On the sedan (Imp) I find it easier to just lower the rear license plate (like you're filling the tank) and un-screw the two bolts holding the filler neck to the rear of the car. That way the tank stays capped while you lower/raise it.

I also think it's MUCH easier to leave the (2) REAR cross-strap hanger bolts alone and drop the tank by using the (2) bolts at the FRONT of the straps (I think they are 15MM), even if you have to remove the 'rock shields' (a couple of small sheet-metal screws) to get to the front bolts. It's a lot easier to push the front bolts, straps and tank straight up and tighten the bolts than to get the rear two threaded thru the frame while wrestling with the tank (there is no 'adjustment' for the rear bolts).

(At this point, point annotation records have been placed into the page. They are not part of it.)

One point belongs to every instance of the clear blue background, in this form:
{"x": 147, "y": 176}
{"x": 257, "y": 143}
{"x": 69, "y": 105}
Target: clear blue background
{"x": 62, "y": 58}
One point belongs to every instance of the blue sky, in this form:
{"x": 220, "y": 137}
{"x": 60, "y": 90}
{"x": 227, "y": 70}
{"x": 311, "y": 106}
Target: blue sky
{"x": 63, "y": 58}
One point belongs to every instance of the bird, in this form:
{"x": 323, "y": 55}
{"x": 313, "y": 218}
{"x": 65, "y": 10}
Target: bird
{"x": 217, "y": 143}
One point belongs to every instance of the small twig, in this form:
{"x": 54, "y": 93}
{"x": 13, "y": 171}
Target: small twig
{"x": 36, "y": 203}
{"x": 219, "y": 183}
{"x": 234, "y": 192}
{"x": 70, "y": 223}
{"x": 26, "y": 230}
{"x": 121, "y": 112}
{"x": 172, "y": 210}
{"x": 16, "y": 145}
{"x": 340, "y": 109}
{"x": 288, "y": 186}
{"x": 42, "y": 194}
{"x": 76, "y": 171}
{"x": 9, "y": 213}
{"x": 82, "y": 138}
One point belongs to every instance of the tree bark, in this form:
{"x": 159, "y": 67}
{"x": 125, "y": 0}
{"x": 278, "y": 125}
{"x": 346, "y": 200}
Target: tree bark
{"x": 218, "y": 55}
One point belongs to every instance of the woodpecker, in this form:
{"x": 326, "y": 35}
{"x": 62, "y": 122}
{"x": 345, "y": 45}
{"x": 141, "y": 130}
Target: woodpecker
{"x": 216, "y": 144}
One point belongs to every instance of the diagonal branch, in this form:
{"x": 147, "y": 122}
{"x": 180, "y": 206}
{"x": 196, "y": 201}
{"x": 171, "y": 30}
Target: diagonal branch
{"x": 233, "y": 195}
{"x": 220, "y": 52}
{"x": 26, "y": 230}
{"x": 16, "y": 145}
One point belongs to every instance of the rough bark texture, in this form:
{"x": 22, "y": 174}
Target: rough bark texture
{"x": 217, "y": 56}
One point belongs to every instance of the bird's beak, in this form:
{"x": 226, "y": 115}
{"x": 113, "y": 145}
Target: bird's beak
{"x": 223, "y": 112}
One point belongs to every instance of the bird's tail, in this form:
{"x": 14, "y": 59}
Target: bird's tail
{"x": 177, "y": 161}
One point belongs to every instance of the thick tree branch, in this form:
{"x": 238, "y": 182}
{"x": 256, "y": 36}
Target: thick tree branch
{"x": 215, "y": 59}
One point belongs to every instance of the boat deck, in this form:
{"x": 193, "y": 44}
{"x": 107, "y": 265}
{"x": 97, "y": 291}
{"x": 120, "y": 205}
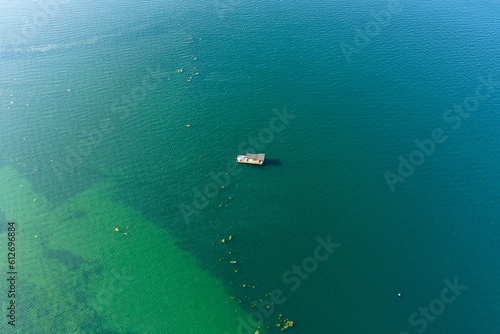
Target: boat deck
{"x": 252, "y": 159}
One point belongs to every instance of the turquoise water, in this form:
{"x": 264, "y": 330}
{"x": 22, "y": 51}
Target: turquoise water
{"x": 95, "y": 103}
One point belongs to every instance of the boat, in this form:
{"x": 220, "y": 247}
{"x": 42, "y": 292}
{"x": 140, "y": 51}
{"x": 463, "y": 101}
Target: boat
{"x": 251, "y": 158}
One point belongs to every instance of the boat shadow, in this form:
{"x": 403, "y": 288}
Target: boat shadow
{"x": 272, "y": 162}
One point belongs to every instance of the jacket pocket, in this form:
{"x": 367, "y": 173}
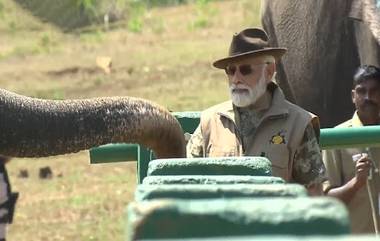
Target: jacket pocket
{"x": 278, "y": 155}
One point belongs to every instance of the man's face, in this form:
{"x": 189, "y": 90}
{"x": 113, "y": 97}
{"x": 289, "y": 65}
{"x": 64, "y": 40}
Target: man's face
{"x": 248, "y": 80}
{"x": 366, "y": 97}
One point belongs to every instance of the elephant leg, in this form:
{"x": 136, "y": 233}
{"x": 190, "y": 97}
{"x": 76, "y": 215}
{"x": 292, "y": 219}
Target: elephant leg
{"x": 368, "y": 47}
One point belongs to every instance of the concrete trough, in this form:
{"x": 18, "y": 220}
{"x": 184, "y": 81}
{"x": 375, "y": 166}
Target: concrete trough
{"x": 201, "y": 191}
{"x": 164, "y": 219}
{"x": 212, "y": 179}
{"x": 280, "y": 238}
{"x": 254, "y": 166}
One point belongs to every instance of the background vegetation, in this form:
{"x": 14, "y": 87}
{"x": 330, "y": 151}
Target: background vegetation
{"x": 160, "y": 50}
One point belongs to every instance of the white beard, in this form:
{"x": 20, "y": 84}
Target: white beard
{"x": 243, "y": 95}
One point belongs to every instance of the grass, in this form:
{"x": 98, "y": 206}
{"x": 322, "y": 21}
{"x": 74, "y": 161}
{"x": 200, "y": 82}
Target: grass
{"x": 166, "y": 61}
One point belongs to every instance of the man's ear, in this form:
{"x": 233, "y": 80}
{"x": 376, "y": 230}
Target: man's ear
{"x": 270, "y": 71}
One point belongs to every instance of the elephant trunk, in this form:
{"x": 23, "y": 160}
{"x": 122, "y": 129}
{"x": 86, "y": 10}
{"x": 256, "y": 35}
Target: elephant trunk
{"x": 32, "y": 127}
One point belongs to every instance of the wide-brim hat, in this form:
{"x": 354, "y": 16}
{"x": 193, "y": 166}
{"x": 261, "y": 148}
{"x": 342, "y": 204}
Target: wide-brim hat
{"x": 248, "y": 43}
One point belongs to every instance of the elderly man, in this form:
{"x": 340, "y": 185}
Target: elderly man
{"x": 259, "y": 121}
{"x": 348, "y": 169}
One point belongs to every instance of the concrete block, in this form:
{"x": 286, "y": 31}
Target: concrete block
{"x": 236, "y": 217}
{"x": 211, "y": 179}
{"x": 254, "y": 166}
{"x": 280, "y": 238}
{"x": 202, "y": 191}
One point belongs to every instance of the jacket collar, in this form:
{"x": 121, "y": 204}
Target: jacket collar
{"x": 355, "y": 121}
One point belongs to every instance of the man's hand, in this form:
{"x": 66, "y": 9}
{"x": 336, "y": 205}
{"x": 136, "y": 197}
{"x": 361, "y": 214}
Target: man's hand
{"x": 362, "y": 170}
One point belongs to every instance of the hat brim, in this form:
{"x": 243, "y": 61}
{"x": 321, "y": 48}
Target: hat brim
{"x": 277, "y": 53}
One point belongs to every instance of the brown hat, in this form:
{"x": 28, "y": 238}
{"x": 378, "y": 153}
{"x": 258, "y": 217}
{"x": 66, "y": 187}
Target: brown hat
{"x": 249, "y": 42}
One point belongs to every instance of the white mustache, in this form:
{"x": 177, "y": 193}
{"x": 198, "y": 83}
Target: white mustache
{"x": 234, "y": 87}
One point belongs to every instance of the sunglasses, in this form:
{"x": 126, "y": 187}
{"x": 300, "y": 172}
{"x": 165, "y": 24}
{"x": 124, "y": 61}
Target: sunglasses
{"x": 244, "y": 69}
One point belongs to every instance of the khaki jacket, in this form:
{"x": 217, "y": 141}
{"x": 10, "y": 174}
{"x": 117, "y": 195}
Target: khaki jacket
{"x": 341, "y": 169}
{"x": 277, "y": 136}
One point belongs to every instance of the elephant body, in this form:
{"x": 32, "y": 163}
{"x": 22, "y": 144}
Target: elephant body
{"x": 32, "y": 127}
{"x": 326, "y": 41}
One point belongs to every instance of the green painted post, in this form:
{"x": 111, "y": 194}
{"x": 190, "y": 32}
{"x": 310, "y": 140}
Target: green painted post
{"x": 144, "y": 157}
{"x": 189, "y": 120}
{"x": 334, "y": 138}
{"x": 119, "y": 152}
{"x": 253, "y": 166}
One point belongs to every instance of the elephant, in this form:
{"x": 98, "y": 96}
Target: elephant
{"x": 31, "y": 127}
{"x": 326, "y": 41}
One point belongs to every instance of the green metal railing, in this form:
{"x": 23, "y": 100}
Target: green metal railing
{"x": 331, "y": 138}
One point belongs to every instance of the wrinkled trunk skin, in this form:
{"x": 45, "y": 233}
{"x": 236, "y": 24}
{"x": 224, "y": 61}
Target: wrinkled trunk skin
{"x": 322, "y": 54}
{"x": 32, "y": 127}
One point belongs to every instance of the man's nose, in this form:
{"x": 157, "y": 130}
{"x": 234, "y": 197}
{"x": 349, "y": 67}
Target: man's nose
{"x": 236, "y": 78}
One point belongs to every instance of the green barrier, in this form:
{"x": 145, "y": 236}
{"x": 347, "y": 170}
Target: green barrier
{"x": 334, "y": 138}
{"x": 115, "y": 153}
{"x": 206, "y": 191}
{"x": 253, "y": 166}
{"x": 330, "y": 138}
{"x": 211, "y": 179}
{"x": 188, "y": 120}
{"x": 217, "y": 217}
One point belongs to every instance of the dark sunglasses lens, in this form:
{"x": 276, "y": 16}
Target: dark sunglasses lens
{"x": 230, "y": 70}
{"x": 245, "y": 69}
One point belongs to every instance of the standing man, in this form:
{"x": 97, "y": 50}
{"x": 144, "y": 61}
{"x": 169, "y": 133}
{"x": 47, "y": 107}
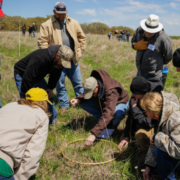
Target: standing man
{"x": 154, "y": 48}
{"x": 61, "y": 29}
{"x": 105, "y": 99}
{"x": 31, "y": 70}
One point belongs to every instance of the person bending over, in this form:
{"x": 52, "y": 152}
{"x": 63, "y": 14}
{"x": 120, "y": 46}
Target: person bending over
{"x": 31, "y": 70}
{"x": 23, "y": 132}
{"x": 164, "y": 152}
{"x": 105, "y": 99}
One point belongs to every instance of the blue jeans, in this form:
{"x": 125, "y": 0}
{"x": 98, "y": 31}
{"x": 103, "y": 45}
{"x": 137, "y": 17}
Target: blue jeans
{"x": 34, "y": 33}
{"x": 4, "y": 178}
{"x": 95, "y": 110}
{"x": 74, "y": 75}
{"x": 41, "y": 84}
{"x": 166, "y": 164}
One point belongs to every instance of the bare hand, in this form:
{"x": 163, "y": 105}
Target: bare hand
{"x": 146, "y": 174}
{"x": 151, "y": 139}
{"x": 73, "y": 102}
{"x": 124, "y": 143}
{"x": 90, "y": 140}
{"x": 50, "y": 93}
{"x": 134, "y": 102}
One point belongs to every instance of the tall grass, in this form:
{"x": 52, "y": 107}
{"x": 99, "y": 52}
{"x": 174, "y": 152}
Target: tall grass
{"x": 118, "y": 59}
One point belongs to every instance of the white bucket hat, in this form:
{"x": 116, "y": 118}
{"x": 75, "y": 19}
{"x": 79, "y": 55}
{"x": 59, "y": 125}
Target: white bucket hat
{"x": 151, "y": 24}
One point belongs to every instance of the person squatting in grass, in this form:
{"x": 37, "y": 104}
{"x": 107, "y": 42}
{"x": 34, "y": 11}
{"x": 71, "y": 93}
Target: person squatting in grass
{"x": 23, "y": 132}
{"x": 176, "y": 59}
{"x": 138, "y": 125}
{"x": 164, "y": 151}
{"x": 105, "y": 99}
{"x": 154, "y": 48}
{"x": 61, "y": 29}
{"x": 31, "y": 70}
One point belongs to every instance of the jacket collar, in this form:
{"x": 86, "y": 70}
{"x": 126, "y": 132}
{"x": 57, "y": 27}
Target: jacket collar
{"x": 67, "y": 18}
{"x": 170, "y": 104}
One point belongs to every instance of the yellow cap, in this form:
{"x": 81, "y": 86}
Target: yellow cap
{"x": 37, "y": 94}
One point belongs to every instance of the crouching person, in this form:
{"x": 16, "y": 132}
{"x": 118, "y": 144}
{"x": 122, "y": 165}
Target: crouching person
{"x": 31, "y": 70}
{"x": 23, "y": 132}
{"x": 105, "y": 99}
{"x": 165, "y": 149}
{"x": 138, "y": 125}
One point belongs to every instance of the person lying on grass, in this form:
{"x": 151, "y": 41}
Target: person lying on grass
{"x": 105, "y": 99}
{"x": 31, "y": 70}
{"x": 164, "y": 152}
{"x": 138, "y": 125}
{"x": 23, "y": 132}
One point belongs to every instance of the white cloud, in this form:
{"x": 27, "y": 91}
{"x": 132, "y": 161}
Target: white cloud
{"x": 95, "y": 1}
{"x": 91, "y": 12}
{"x": 175, "y": 5}
{"x": 135, "y": 6}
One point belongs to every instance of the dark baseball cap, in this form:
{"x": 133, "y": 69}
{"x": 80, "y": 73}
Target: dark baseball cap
{"x": 60, "y": 8}
{"x": 176, "y": 58}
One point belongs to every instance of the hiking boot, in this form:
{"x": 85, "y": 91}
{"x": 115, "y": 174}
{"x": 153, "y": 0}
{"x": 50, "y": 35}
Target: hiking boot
{"x": 62, "y": 111}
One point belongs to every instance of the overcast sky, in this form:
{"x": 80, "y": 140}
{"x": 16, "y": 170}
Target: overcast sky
{"x": 111, "y": 12}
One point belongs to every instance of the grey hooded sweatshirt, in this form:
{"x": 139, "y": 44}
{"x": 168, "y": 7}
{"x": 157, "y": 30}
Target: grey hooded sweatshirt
{"x": 150, "y": 62}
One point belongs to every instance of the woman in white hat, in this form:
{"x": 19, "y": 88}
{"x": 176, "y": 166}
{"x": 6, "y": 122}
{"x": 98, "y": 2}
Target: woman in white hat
{"x": 154, "y": 48}
{"x": 23, "y": 132}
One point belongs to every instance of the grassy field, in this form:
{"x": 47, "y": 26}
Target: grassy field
{"x": 118, "y": 59}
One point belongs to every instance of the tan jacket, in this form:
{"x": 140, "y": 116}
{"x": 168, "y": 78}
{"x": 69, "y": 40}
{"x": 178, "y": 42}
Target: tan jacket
{"x": 50, "y": 34}
{"x": 168, "y": 137}
{"x": 23, "y": 134}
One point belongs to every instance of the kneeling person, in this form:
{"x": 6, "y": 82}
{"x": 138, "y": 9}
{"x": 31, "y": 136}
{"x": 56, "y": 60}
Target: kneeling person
{"x": 23, "y": 132}
{"x": 105, "y": 99}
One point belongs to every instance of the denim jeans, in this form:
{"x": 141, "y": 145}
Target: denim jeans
{"x": 5, "y": 178}
{"x": 95, "y": 110}
{"x": 74, "y": 75}
{"x": 41, "y": 84}
{"x": 166, "y": 164}
{"x": 137, "y": 75}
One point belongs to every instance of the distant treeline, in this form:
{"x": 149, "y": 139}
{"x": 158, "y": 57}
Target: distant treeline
{"x": 11, "y": 23}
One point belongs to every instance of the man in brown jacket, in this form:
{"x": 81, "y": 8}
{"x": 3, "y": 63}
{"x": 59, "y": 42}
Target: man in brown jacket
{"x": 61, "y": 29}
{"x": 105, "y": 99}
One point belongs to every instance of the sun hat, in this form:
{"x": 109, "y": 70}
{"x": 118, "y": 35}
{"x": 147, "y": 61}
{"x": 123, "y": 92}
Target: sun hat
{"x": 176, "y": 58}
{"x": 151, "y": 24}
{"x": 66, "y": 55}
{"x": 37, "y": 94}
{"x": 60, "y": 8}
{"x": 89, "y": 87}
{"x": 139, "y": 85}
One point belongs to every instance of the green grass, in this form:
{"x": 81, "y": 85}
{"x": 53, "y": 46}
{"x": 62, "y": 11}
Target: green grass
{"x": 118, "y": 59}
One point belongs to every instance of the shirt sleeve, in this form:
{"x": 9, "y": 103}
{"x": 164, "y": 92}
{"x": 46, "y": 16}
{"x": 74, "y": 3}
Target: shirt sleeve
{"x": 33, "y": 152}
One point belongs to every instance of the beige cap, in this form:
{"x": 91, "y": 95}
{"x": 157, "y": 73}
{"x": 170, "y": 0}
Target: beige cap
{"x": 89, "y": 87}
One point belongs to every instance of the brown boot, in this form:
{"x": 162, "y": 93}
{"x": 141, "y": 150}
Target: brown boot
{"x": 62, "y": 111}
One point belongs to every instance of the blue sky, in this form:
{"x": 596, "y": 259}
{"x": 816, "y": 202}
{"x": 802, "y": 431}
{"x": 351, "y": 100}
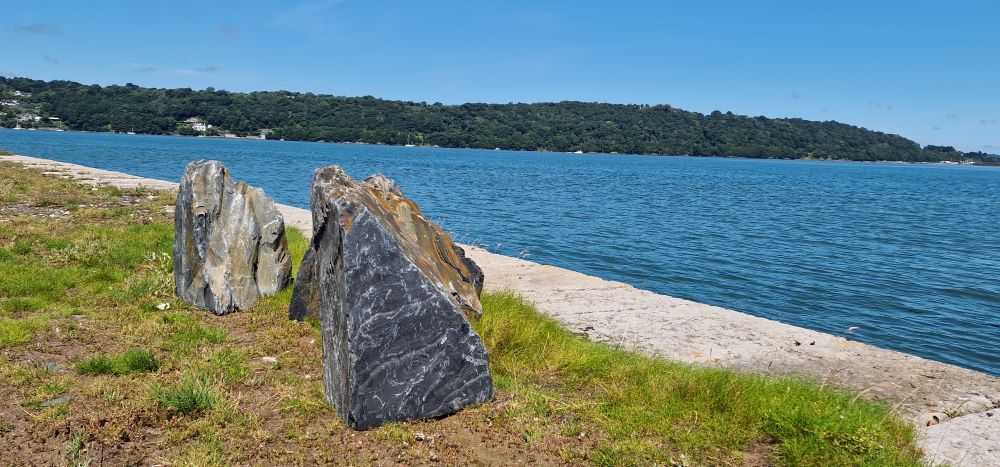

Using the front bolts lets the tank 'hinge down' on bolts that pass thru the rear of the straps, then slide the tank forward on the floor, lift the straps up out of the way for a moment while you slide the tank out under the rear of the car. I think this also gives you a bit better access to the fuel line connections (which face the front of the tank). Reverse this to install the tank.

$0.02
Very nice write up with pics too. X2 on what Fooser said. I've had my tank out of the car (unfortunately) many times and this is always how I did it. It just seemed easier to let the strap swing down and pretty sure this is what the Haynes manual mentions. But either way works fine and just a preference I guess but the key is to get the tank out of the car and on the ground.

Another thing to consider if you do this, take a GOOD look at your sending unit harness. This one "bit me in the rear" and left me stranded 500 miles from home weeks after a FP replacement. Only with the help of good strangers did it not cost me an arm and a leg while on vacation. I had a bad ground wire which made it appear like the pump was bad. There is a very nice writeup here somewhere on how to fix up those connections to help prevent issues.